Delgado returns to jail for Tongan deathsBy Neil Gonzales
A judge Friday sentenced a 19-year-old Redwood City woman to two years in jail in connection with the deaths of a Tongan royal couple and their driver in a vehicle collision a year ago.
But Edith Delgado will likely serve roughly five months in the Women's Correctional Facility in Redwood City given credit for time already served in jail and good behavior.
Delgado sobbed and held her defense attorney's hand as San Mateo County Superior Court Judge John Runde sentenced her.
The judge also gave her three years' probation and ordered her to report to jail Sept. 1 at 9 a.m.

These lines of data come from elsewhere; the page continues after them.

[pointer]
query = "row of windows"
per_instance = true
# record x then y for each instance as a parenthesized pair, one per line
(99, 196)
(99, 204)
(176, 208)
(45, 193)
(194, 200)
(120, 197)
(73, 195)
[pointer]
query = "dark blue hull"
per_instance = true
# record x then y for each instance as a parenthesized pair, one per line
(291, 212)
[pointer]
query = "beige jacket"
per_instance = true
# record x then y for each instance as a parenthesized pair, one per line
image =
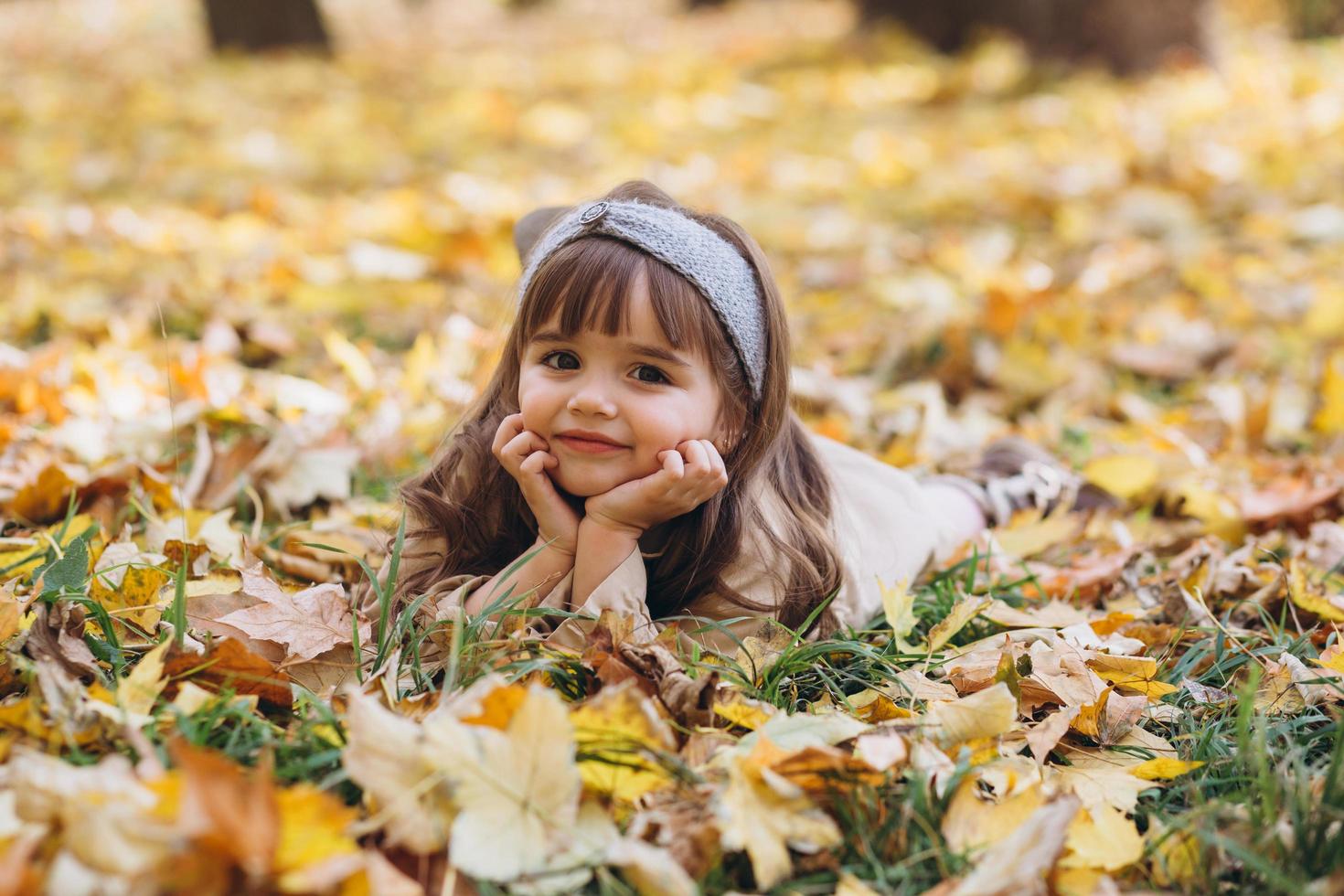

Asked if she understood her sentence and other conditions, Delgado replied, "Yes, your honor."
She and her family quickly walked out of the courthouse without comment, followed by a throng of news reporters and cameras.
Her case has drawn much attention the past year. It involved a tragedy that threw a large Tongan population on the Peninsula and their compatriots back home in the South Pacific into national mourning.

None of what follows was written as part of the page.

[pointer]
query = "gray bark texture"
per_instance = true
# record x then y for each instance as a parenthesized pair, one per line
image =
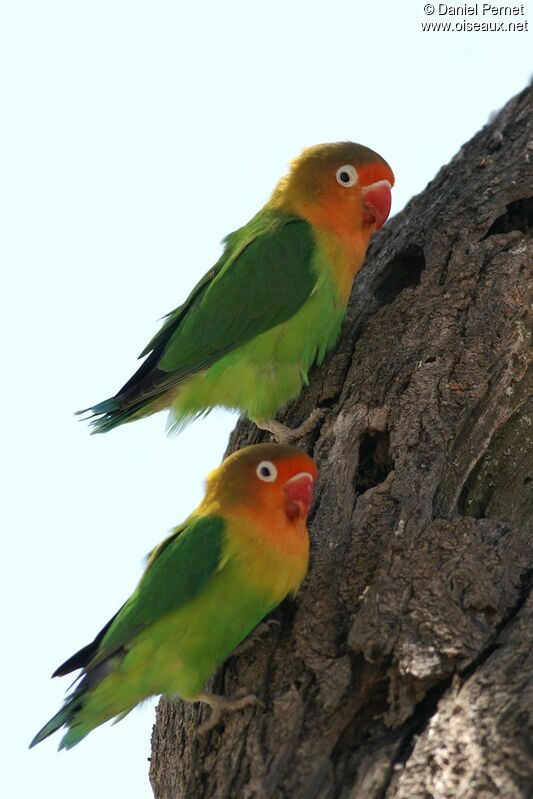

After a two-and-a-half-week trial, a jury in June convicted Delgado of three counts of misdemeanor manslaughter for the deaths of Tonga's Prince Tu'ipelehake, 55; his 46-year-old wife, Princess Kaimana; and Vinisia Hefa, 36, of East Palo Alto, who had been chauffeuring the royals.
Delgado escaped facing up to eight years in state prison when the jury acquitted her of the more serious charges of felony vehicular manslaughter with gross negligence in the July 2006 crash on Highway 101 in Menlo Park.

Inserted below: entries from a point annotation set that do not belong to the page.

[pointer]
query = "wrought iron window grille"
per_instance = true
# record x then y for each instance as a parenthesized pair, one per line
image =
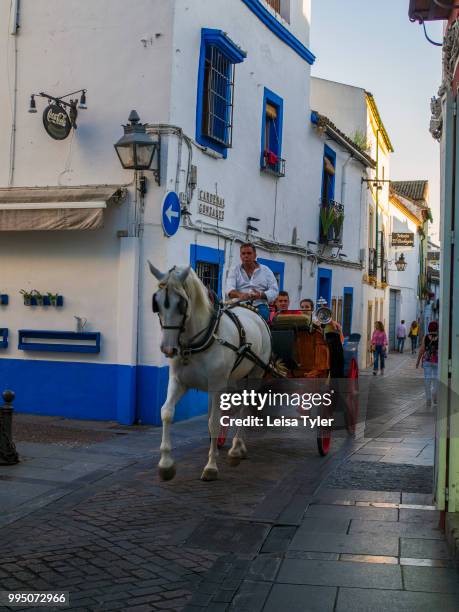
(217, 111)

Authorities said Delgado was driving a Ford Mustang at a high rate of speed when her vehicle struck the Ford Explorer carrying the royal couple and Hefa. All three in the Explorer died when it rolled over several times.
Delgado had already spent 11 months in jail before her $1 million bail was reduced to $40,000, when she was found not guilty of the felony offenses. Her family then posted the lesser bail amount, and she has since been out of custody.
Delgado faced a maximum of three years in jail for the misdemeanor offenses.
During her sentencing, Deputy District Attorney Aaron Fitzgerald argued for a jail term of slightly more than 2 1/2 years.
"Make no mistake - the jury found her guilty and criminally responsible for these deaths," Fitzgerald said in court.
Relatives of the princess also spoke to the judge.
"Losing Kaimana is like losing a sister," said a tearful Amelia Tupou Tonga, a cousin of the princess.
"Words cannot express how much loss this feels even after a year," she said. "Our family suffers. Our country suffers. But we are a forgiving people, and all we want today is justice."
At the time of their deaths, the royal couple were visiting the Bay Area as part of a political-reform mission.
The prince, a nephew of the late King Taufa'ahau Tupou IV, was the leading reformist in the royal family. He was head of a national committee studying democratic reforms for the kingdom.
Randy Moore, Delgado's San Jose-based lawyer, maintained that the time his client already spent in jail was sufficient.
He said Delgado has shown remorse and taken responsibility for her actions.
"I respect the judge," Moore said outside the courthouse, "but I don't like the sentencing."
Runde took into account a probation report suggesting "that this was an instance of bad judgment," the judge said during the hearing. "That's one side of the ledger. The other side of the equation is the very serious harm caused by her conduct."
The judge also ordered Delgado to pay restitution to the victims' families and noted that her driver's license has already been revoked.